Have you ever written work that has been inspired by visual art? What was that experience like for you? Why were you inspired to do so?
Poet Lisa Gluskin Stonestreet: I’ve attempted many ekphrastic poems, but very few successfully. I don’t feel like it’s enough for a poem just to represent another work of art, even if it does so powerfully—the poem has to interact with that work and make something surprising from the encounter. For some reason, though, I often find myself writing about the experience of making art, specifically about the act of photography. I’m not, however, a photographer.
If you had to represent the broadsided of “Certain, Impossible, Likely” with one word, what would it be?
Poet Lisa Gluskin Stonestreet: Eerie.
Artist Se Thut Quon: My answer is Impossible.
Read any good books lately?
Poet Lisa Gluskin Stonestreet: In no particular order, or rather, in the order in which they’re piled next to the bookshelf: Dean Young’s Fall Higher and The Art of Recklessness. Joan Silber’s Ideas of Heaven. Mary Roach’s Packing for Mars. Brian Turner’s Here, Bullet. Zoe Ferraris’ Finding Nouf. Maira Kalman’s The Principles of Uncertainty. Brian Teare’s Pleasure. Steven Pinker’s The Stuff of Thought. William Pène du Bois’ The Twenty-One Balloons. And lots of books about Jedis (I have a five-year-old son).
Seen any good art lately?
Poet Lisa Gluskin Stonestreet: My first response to this question: God, I need to get out more. But then I thought about a piece I just keep coming back to.
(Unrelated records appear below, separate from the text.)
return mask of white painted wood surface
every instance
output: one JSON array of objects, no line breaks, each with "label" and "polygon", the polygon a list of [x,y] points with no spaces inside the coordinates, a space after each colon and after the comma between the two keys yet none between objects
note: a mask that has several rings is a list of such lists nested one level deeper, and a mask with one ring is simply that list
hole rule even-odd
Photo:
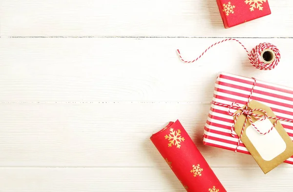
[{"label": "white painted wood surface", "polygon": [[[149,139],[179,119],[228,192],[292,192],[292,165],[265,175],[201,142],[218,72],[293,86],[293,2],[269,2],[225,29],[214,0],[0,0],[0,191],[183,192]],[[229,37],[281,63],[255,69],[233,42],[176,53]]]}]

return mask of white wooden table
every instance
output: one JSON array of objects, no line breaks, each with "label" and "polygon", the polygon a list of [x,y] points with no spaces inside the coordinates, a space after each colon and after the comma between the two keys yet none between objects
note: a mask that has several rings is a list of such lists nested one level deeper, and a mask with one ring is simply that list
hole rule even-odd
[{"label": "white wooden table", "polygon": [[[216,74],[292,86],[293,1],[224,28],[215,0],[0,0],[0,191],[184,192],[149,140],[179,119],[229,192],[292,192],[293,166],[204,146]],[[237,43],[280,49],[271,71]]]}]

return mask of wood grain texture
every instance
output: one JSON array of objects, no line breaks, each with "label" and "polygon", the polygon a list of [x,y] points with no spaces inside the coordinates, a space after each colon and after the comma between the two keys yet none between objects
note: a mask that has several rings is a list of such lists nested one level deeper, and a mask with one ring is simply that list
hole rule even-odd
[{"label": "wood grain texture", "polygon": [[[236,42],[222,38],[1,38],[1,102],[199,102],[209,103],[219,72],[292,86],[293,39],[240,40],[251,50],[270,42],[281,51],[279,65],[261,71]],[[199,46],[200,45],[200,46]]]},{"label": "wood grain texture", "polygon": [[1,104],[0,166],[166,167],[149,137],[177,118],[210,166],[257,166],[250,155],[204,146],[209,108],[200,103]]},{"label": "wood grain texture", "polygon": [[292,37],[293,30],[290,0],[270,0],[271,15],[229,29],[215,0],[1,1],[6,37]]},{"label": "wood grain texture", "polygon": [[[292,169],[277,168],[266,176],[258,169],[213,169],[228,192],[292,191],[286,182],[292,178]],[[0,168],[0,188],[3,192],[186,191],[169,168]]]},{"label": "wood grain texture", "polygon": [[[183,192],[149,140],[179,119],[227,191],[292,192],[291,165],[264,175],[202,142],[219,72],[293,87],[293,1],[269,3],[226,29],[215,0],[0,0],[0,191]],[[232,42],[176,52],[227,37],[281,62],[256,70]]]}]

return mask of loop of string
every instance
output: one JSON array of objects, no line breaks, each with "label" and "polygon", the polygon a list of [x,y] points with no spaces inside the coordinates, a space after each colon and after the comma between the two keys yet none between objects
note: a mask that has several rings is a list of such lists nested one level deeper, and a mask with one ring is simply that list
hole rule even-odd
[{"label": "loop of string", "polygon": [[[263,134],[263,135],[265,135],[265,134],[269,133],[272,130],[272,129],[276,126],[276,125],[277,124],[277,123],[278,122],[278,121],[287,121],[287,122],[289,122],[290,123],[293,123],[293,120],[291,120],[291,119],[289,119],[280,118],[274,117],[273,116],[268,116],[268,114],[267,113],[267,112],[265,110],[263,110],[261,109],[249,109],[248,106],[249,105],[250,100],[251,99],[252,95],[253,93],[253,90],[254,89],[254,87],[255,86],[255,84],[256,84],[256,80],[254,78],[252,78],[254,80],[253,84],[252,85],[252,88],[251,88],[250,95],[249,96],[249,97],[248,97],[247,103],[246,104],[245,107],[244,108],[241,108],[239,104],[236,103],[235,102],[232,102],[230,105],[227,105],[226,104],[219,103],[219,102],[215,102],[215,101],[211,102],[211,104],[214,104],[215,105],[217,105],[217,106],[219,106],[228,108],[228,112],[229,114],[229,115],[232,116],[233,117],[235,117],[234,118],[234,121],[233,122],[233,125],[232,125],[232,127],[231,127],[231,132],[230,132],[231,135],[233,137],[235,137],[235,135],[234,134],[234,133],[233,133],[233,132],[235,131],[235,125],[236,122],[237,121],[238,118],[241,115],[246,115],[246,118],[245,118],[245,120],[244,121],[243,126],[241,130],[241,132],[240,133],[240,136],[239,136],[239,139],[238,140],[237,146],[236,147],[236,149],[235,150],[235,152],[237,152],[237,149],[238,149],[238,147],[239,146],[239,145],[240,143],[240,140],[241,140],[241,138],[242,137],[242,135],[243,134],[243,132],[244,131],[244,129],[245,129],[245,127],[246,126],[246,124],[247,123],[248,120],[249,120],[249,122],[250,122],[252,126],[252,127],[254,128],[254,129],[255,130],[256,130],[256,131],[257,131],[257,132],[259,134]],[[237,111],[240,110],[241,112],[239,113],[233,114],[232,112],[231,112],[231,111],[230,111],[231,109],[234,109],[234,110],[236,110]],[[253,112],[254,112],[254,111],[260,112],[262,114],[263,114],[263,115],[256,114],[253,113]],[[268,131],[267,131],[266,132],[262,132],[259,130],[259,129],[258,128],[257,128],[257,127],[253,123],[253,122],[252,119],[252,117],[255,118],[256,119],[259,120],[260,121],[265,120],[267,118],[269,119],[275,120],[275,121],[273,123],[273,125],[272,125],[272,128],[271,128],[271,129],[270,129]]]},{"label": "loop of string", "polygon": [[[257,69],[260,69],[261,70],[271,70],[274,69],[279,63],[280,62],[280,59],[281,58],[281,55],[280,54],[280,51],[279,49],[275,46],[273,45],[272,44],[269,43],[262,43],[258,44],[256,47],[253,48],[251,53],[250,53],[249,51],[247,50],[247,49],[245,47],[244,45],[238,40],[235,38],[226,38],[225,39],[222,40],[216,43],[215,43],[209,47],[206,50],[203,52],[201,55],[200,55],[196,59],[191,60],[191,61],[187,61],[183,59],[182,57],[181,56],[181,54],[179,49],[177,50],[177,51],[179,54],[179,57],[181,60],[185,63],[193,63],[194,62],[198,60],[200,58],[201,58],[204,54],[205,54],[207,51],[208,51],[209,49],[211,48],[212,47],[216,45],[217,45],[220,43],[222,43],[224,42],[227,41],[234,41],[238,42],[240,44],[243,49],[245,50],[245,51],[247,53],[247,55],[248,56],[248,58],[252,66]],[[261,59],[261,54],[262,52],[265,49],[270,49],[273,51],[275,55],[275,59],[270,64],[265,63],[263,62],[263,61]]]}]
It’s in the Oceanic collection of the de Young Museum here in San Francisco, a wooden Polynesian house-post sculpture of a human figure. It has so much presence—sorrowful and joyous all at once.
Anything else?
Poet Lisa Gluskin Stonestreet: We send poems out into the world, and hope they affect readers in some way, though we never know exactly how or when that will happen. Broadsided makes that process tangible.
Note: This broadside and interview are included in the anthology, Broadsided Press: Fifteen Years of Poetic/Artistic Collaboration, 2005-2020 (Provincetown Arts Press, 2022).